Among the identified genes for flowering time, Ppd- D1 is the only gene that worth marker assisted selection or backcrossing (Langer et al. 2014). Deletion of 2089 base pairs in the Ppd-D1 locus, created Ppd-D1a allele which is insensitive to photoperiod (Beales et al. 2007). This gene is the most important factor influencing flowering time of European winter bread wheat cultivars and explains more than half of the genetic diversity of this trait. While only 2.3% of the genetic variation of this trait is under the control of Ppd- B1, which includes a small proportion of genetic diversity (Langer et al. 2014). Among 232 diverse winter wheat cultivars, the most common Ppd allele was Ppd-D1a (81%), ranging from 10 to 92% in the United States and Ukrainian cultivars, respectively, while there was no genetic diversity for Ppd-A1 (Fait and Balashova 2022). Ppd-D1a allele had very low frequency (2.6%) in wheat landraces, while dramatically increased during recent “green revolution” (Dragovich et al. 2021). Shcherban et al. (2015), reported that variation of photoperiod gene (Ppd-1) offers opportunities to adjust heading time and maximize grain yield. Several researches reported that Ppd-D1a decrease number of days to heading (Beales et al. 2007; Bentley et al. 2013; Chen et al. 2018; Fait and Balashova 2022; Langer et al. 2014; Shcherban et al. 2015; Wilhelm et al. 2013), grains number per spike (Chen et al. 2018; Kroupin et al. 2020; Worland et al. 1998) and plant height (Chen et al. 2018; Kroupin et al. 2020; Wilhelm et al. 2013).
Early heading reduces plant height, tillering and spike number in bread wheat (Wolde et al. 2019). Insensitive allele to photoperiod (Ppd-D1a) affected grain yield in a range of + 3 to -5% (Liu et al. 2020), whereas Chen et al. (2018) reported this allele increased grain yield by 8.2%. Effect of Ppd-D1a on yield component is also communicated in previous researches. This allele increased 1000-grain weight by 10- 16.9% (Chen et al. 2018; Liu et al. 2020). Yet, Kroupin et al. (2020) reported a negative effect of Ppd-D1a on 1000-grain weight. Ppd-D1a decreased grains number per spike by 6.5–10% (Chen et al. 2018; Kroupin et al. 2020; Liu et al. 2020), and had a slight effect on reducing plant height (Kroupin et al. 2020).

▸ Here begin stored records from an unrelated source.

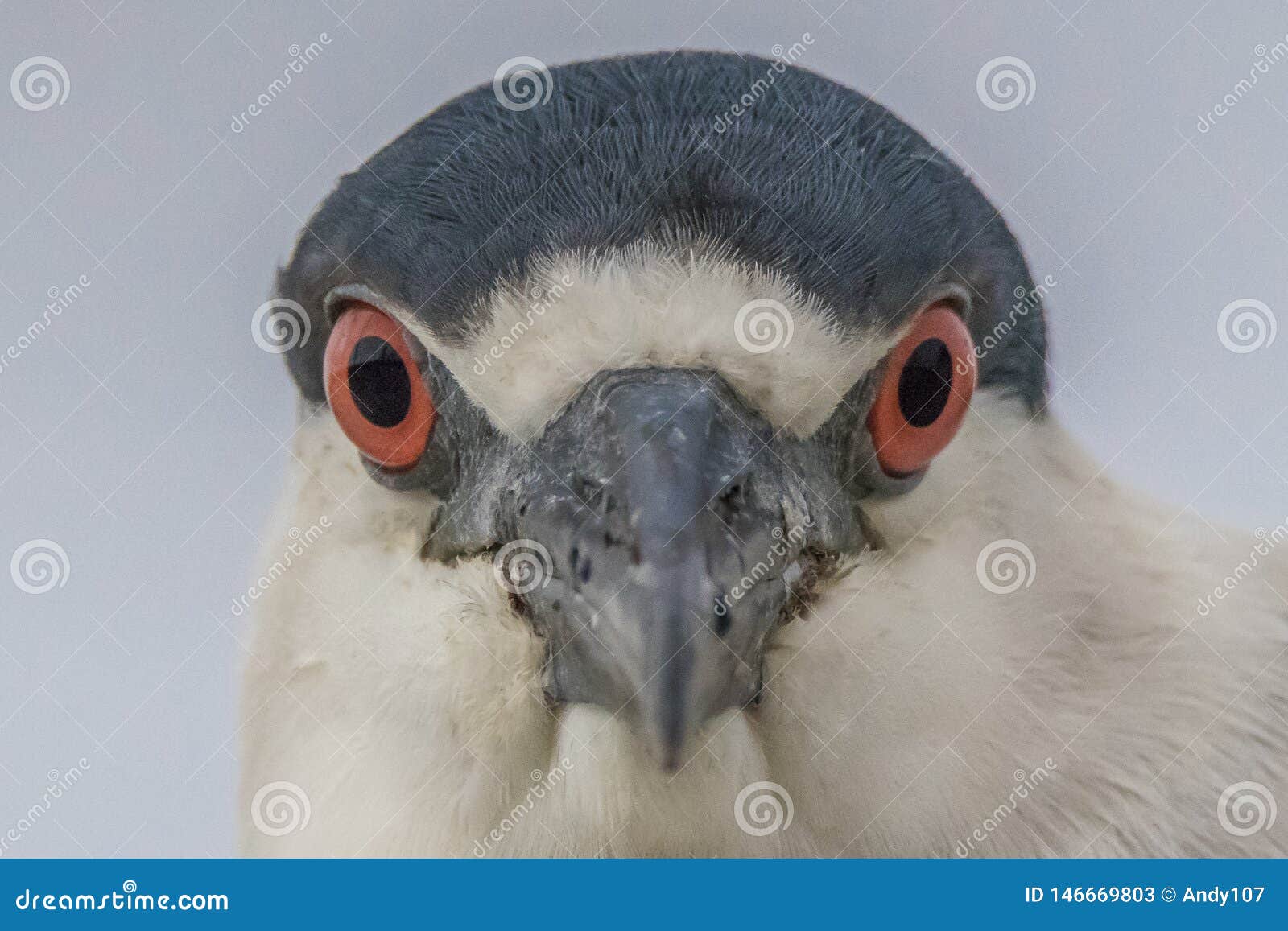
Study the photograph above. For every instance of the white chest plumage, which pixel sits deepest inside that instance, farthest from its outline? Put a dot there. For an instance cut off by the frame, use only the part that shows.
(927, 703)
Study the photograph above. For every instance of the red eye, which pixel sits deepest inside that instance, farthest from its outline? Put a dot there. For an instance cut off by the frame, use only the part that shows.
(375, 389)
(924, 393)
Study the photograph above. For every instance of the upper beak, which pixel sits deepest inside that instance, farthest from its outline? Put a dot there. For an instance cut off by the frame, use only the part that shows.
(674, 534)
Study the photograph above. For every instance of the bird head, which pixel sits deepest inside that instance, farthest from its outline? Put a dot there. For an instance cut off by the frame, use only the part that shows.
(656, 366)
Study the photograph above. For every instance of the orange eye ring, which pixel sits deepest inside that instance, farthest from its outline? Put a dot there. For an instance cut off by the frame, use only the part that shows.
(925, 392)
(375, 388)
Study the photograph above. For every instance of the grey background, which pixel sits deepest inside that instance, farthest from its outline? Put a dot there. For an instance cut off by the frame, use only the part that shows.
(145, 431)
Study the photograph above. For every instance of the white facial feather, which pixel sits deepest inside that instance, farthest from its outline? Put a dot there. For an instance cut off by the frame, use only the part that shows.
(910, 711)
(648, 306)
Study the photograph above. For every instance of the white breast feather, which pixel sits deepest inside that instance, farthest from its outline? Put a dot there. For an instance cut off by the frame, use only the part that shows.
(901, 712)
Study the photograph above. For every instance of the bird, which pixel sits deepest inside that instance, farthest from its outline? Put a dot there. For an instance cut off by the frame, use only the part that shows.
(675, 476)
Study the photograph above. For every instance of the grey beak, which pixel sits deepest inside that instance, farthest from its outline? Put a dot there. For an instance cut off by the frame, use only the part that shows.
(674, 536)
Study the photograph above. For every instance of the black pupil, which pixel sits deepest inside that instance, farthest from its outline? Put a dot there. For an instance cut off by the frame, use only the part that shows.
(379, 381)
(925, 383)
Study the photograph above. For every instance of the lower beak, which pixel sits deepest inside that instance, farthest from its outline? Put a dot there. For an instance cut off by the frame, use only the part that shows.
(673, 534)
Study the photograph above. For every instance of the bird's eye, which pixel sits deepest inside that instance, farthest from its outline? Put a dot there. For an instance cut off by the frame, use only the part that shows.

Effect of Ppd-D1a allele on earliness, yield and yield component has been evaluated in several studies. Nevertheless, the effect of this allele on mentioned traits was not consistent. In the present research, isogenic lines were developed for Ppd-D1a in two genetic backgrounds to investigate the precise pleiotropic effect of this allele on earliness, yield and yield components of bread wheat under rain-fed and well-watered conditions.